Это - из романа. Слова относятся к Набатову. Но разве не видно, что они и о Лазареве? Живом Лазареве, который стал в глазах Толстого средоточием многих самых дорогих для него качеств? Не случайно и много лет спустя Толстой вспоминает встречу с Лазаревым в тюрьме. Это воспоминание можно прочесть в дневниковой записи, сделанной 15 июня 1904 года (55, 53).

... В Московской пересыльной тюрьме Лазарев пробыл не один месяц. Не попав в последнюю партию 1884 года, он был оставлен тут до весны, до мая, когда первая партия 1885-го вышла, чтобы следовать в Сибирь.

Переход продолжался три с половиной месяца. К месту ссылки прибыли только осенью. Началась новая полоса жизни Лазарева - в обстановке, в которой происходит большая часть действия "Воскресения".

... К тому времени об этом своем романе Толстой еще не думал.

ГЛАВА ЧЕТВЕРТАЯ

1

Замысел "Воскресения" возник у него в период, когда трехлетняя ссылка Лазарева уже подходила к концу. Но много, очень много крутых поворотов произошло в судьбе революционера из крестьян за годы, отделившие возникновение первой мысли о романе от последних писательских поправок на листах корректуры.

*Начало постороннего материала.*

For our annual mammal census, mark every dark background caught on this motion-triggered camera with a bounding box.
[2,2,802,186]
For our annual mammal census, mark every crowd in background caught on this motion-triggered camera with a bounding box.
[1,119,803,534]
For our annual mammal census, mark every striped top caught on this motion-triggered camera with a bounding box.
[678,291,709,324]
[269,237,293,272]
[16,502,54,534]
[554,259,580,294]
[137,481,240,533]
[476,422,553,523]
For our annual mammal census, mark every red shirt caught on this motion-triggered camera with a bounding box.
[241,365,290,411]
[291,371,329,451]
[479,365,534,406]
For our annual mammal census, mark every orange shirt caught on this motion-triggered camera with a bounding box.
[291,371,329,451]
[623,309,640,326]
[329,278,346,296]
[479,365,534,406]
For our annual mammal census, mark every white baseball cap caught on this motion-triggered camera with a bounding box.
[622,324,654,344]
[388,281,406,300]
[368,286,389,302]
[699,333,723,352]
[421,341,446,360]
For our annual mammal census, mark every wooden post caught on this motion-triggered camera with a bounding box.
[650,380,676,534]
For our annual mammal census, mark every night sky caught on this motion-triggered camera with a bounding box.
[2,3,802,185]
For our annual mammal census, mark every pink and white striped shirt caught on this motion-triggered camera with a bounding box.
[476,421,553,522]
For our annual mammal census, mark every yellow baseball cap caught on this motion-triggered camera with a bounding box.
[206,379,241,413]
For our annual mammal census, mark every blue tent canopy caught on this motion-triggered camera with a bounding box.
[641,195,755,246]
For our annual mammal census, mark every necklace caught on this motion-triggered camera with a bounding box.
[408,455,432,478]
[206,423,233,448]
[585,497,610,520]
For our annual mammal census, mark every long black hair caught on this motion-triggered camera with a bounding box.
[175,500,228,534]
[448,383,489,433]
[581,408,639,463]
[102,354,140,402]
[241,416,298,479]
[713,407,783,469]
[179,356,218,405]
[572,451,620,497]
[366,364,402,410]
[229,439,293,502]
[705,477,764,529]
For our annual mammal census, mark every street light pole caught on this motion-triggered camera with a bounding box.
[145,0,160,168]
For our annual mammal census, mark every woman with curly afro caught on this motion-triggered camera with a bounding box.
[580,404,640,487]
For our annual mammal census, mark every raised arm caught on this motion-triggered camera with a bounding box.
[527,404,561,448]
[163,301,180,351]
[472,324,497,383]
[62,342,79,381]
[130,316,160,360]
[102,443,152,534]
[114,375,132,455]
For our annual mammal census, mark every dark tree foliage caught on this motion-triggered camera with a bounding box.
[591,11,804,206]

Всего пять месяцев пробыл Лазарев на свободе по возвращении из Читы. Чуть ли не вдогонку прибыли бумаги, которые изобличали его в недозволенных связях со штундистами. И снова самарская тюрьма, снова мрачный корпус Бутырок, снова этап в Сибирь - только еще более тяжелый. В приговоре значилось: "пять лет".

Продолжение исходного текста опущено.